Para pemateri berasal dari berbagai latar belakang praktisi dan akademisi yang berkompeten di bidangnya. Materi-materi tersebut diharapkan dapat memperkuat kemampuan para peserta dalam mengelola perpustakaan secara profesional, kontekstual, dan adaptif terhadap perkembangan teknologi.

Salah satu pemateri, film maker pesantren Yusrizal Nugroho, menyampaikan pandangannya mengenai posisi pesantren di tengah arus konten digital. Ia menilai pesantren sering kali terkesan terpojok bukan semata karena pihak pesantren, melainkan karena banyak konten yang dibuat belum memiliki substansi yang kuat.

“Keterpojokan pesantren hari ini tidak serta-merta bisa kita salahkan dari pihak mereka. Besar kemungkinan konten-konten yang ada di pesantren cenderung hanya mencari viral. Konten hanya sekadar seremonial, sehingga kurang sarat akan pesan,” paparnya.

Ia menambahkan bahwa lemahnya substansi konten ini sering dimanfaatkan oleh pihak-pihak yang tidak menyukai pesantren.

“Akibatnya, konten tersebut mudah untuk diframing oleh beberapa oknum yang tidak suka dengan pesantren,” ujarnya.

Materi penting lainnya adalah sesi praktik digitalisasi manuskrip pesantren. Dalam sesi ini, Fiqru Mafar menyampaikan pentingnya menjaga tradisi literasi ulama terdahulu melalui penjagaan dan digitalisasi manuskrip para kiai.

“Pesantren harus menjaga tradisi literasi ulama terdahulu melalui penjagaan dan digitalisasi manuskrip para kiai serta mengkajinya dengan serius, sehingga khazanah ulama terdahulu akan senantiasa bermanfaat bagi generasi ke depan,” ujarnya.

Ia juga menambahkan bahwa manuskrip hasil digitalisasi sebaiknya diterjemahkan ke dalam bahasa Indonesia.

“Bahkan, jika diperlukan manuskrip tersebut diterjemahkan ke dalam Bahasa Indonesia, sehingga dengan begitu khazanah keilmuan pesantren akan tersebar luas ke lapisan masyarakat,” tambahnya.

Sesi berikutnya menghadirkan Tunggul Harwanto, pendiri Rumah Literasi Indonesia, yang menekankan pentingnya gerakan literasi pesantren yang kontekstual dan dekat dengan generasi muda.

“Literasi pesantren harus memiliki visi misi kontekstual sehingga darurat literasi hari ini dapat teratasi dengan baik.
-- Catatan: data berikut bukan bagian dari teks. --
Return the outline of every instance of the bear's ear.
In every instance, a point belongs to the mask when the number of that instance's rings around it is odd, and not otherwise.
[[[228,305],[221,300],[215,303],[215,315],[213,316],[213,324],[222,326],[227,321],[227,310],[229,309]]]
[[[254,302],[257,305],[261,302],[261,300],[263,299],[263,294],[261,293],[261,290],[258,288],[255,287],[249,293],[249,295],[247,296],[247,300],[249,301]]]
Pengenalan literasi terhadap generasi sekarang harus menyesuaikan dengan kebutuhan mereka, sehingga ketertarikan generasi muda terhadap literasi akan semakin tinggi,” jelasnya.

Menurutnya, membiasakan anak untuk membaca tidak dapat dilakukan dengan paksaan.

“Urutan pembinaan literasi anak hari ini bukan dengan memaksa mereka membaca, akan tetapi beri mereka manfaat membaca melalui contoh yang kontekstual. Sebagai pengelola perpustakaan, kita harus inovatif untuk membuat gerakan literasi sehingga anak akan merasa bahwa ia perlu untuk membaca lebih dalam,” tambahnya.

Muhammad Romli menyampaikan bahwa pelatihan ini memberikan banyak pengalaman dan wawasan baru bagi pengelola perpustakaan pesantren. Ia menilai kegiatan ini penting sebagai bentuk kesadaran kolektif untuk menjaga khazanah keilmuan ulama dan memperkenalkan pesantren melalui media yang kreatif dan edukatif.

“Acara ini membangun kesadaran pentingnya menjaga tradisi tulis ulama dan memperkenalkan pesantren melalui media kreatif yang edukatif,” ungkapnya.

Melalui pelatihan ini, para peserta mendapatkan pemahaman komprehensif mengenai pengelolaan perpustakaan pesantren di era digital, mulai dari pelestarian manuskrip, pengembangan literasi, hingga penguatan peran perpustakaan sebagai pusat pengetahuan di lingkungan pesantren.

Perpustakaan Ma’had Aly Al Fithrah Surabaya berharap keikutsertaan dalam kegiatan ini dapat menjadi langkah strategis dalam meningkatkan kualitas pengelolaan perpustakaan di internal pesantren serta memperluas jejaring literasi dengan berbagai lembaga pesantren di Indonesia.